C’est hier, jeudi 2 décembre 2010, que la FIFA après un long et copieux déjeuner a voté pour l’attribution des deux prochaines coupes du monde de football.
Et surprise, c’est la Russie et le Qatar, qui sont confortablement désignés pour organiser les éditions 2018 et 2022 de la plus populaire des compétitions internationales.

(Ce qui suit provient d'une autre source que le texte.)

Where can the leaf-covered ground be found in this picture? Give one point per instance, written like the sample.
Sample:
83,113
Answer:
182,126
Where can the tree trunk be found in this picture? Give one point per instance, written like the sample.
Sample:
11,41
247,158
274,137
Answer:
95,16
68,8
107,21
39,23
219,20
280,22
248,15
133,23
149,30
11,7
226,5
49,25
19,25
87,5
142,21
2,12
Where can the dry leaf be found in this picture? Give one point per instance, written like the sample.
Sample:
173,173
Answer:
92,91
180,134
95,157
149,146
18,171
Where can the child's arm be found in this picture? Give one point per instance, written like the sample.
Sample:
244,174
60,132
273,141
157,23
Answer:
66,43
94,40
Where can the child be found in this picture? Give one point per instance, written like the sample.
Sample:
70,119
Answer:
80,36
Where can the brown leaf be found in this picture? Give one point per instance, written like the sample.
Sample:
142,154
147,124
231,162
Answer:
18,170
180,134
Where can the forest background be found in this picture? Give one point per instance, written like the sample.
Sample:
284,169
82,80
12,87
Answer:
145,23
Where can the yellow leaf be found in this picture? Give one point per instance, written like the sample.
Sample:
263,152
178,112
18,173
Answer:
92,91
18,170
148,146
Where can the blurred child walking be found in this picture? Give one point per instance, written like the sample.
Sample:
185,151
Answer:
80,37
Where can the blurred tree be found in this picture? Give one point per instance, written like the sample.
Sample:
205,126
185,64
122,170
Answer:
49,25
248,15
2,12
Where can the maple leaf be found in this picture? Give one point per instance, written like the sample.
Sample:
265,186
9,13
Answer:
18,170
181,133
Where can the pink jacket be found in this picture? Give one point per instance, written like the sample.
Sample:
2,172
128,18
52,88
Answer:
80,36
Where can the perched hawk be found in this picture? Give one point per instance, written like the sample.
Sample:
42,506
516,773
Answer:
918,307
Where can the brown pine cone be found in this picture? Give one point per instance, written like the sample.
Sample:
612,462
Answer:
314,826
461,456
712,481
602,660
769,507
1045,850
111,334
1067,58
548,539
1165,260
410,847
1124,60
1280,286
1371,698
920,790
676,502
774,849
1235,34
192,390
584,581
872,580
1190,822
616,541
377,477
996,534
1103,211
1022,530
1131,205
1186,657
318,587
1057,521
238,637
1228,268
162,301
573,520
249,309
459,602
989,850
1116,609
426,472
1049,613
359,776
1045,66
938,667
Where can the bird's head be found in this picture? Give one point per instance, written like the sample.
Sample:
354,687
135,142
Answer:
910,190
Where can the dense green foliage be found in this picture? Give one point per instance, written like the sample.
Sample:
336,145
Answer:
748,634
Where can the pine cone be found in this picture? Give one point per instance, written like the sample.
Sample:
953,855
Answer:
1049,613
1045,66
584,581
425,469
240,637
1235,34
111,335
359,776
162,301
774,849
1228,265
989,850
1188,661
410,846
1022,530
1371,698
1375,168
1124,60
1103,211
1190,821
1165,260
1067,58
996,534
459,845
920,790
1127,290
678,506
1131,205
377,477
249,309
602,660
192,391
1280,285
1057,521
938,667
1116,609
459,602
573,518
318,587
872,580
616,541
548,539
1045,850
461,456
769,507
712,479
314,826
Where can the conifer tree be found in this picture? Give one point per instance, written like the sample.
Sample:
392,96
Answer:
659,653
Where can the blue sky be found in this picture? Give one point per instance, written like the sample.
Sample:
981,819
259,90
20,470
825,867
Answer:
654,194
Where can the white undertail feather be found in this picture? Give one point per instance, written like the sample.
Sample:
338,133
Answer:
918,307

A l’instar de la fraîche expérience sud-africaine, l’organisation de tels événements peut s’interpréter principalement comme une opération de communication visant à doter les pays d’une image positive et attractive.
Et globalisation oblige, la concurrence pour abriter ces événements devient de plus en plus disputée et lourde de conséquences en cas d’échec, comme peut en attester la déception anglaise péniblement contenue à la lecture du verdict.

Russie
Concernant la Russie, la coupe du monde 2018 arrive à point nommé après les J.O. d’hiver de Sotchi 2014 pour affirmer son ouverture au monde et tenter de casser une trop grande dépendance aux hydrocarbures mise à mal par la récente crise financière, au moment où ses détracteurs brandissent les terribles chiffres de la criminalité et de la corruption ( la Russie est classée 154e sur 178 pays notés par Transparency International…) pour s’inquiéter d’une confiscation des recettes par une mafia déjà omniprésente.

Qatar
Pour le petit Qatar d’un million d’habitants, la situation est autre.
Pays pétrolier également, et vivant quasi exclusivement de cette rente, il anticipe intelligemment à coup de pétro-dollars l’après-hydrocarbures et tente de diversifier son économie en même temps qu’il se positionne par rapport aux autres pays de la région.
Sa désignation comme pays hôte pour 2022 est une occasion unique pour faire décoller de façon simultanée ses trois principaux objectifs : Affirmer la prédominance d’Al Jazeera sur les groupes média des autres pays arabes, Arabie en tête, continuer sa politique d’investissements massifs dans le sport, et exister en tant que hub dans une région particulièrement concurrentielle en la matière.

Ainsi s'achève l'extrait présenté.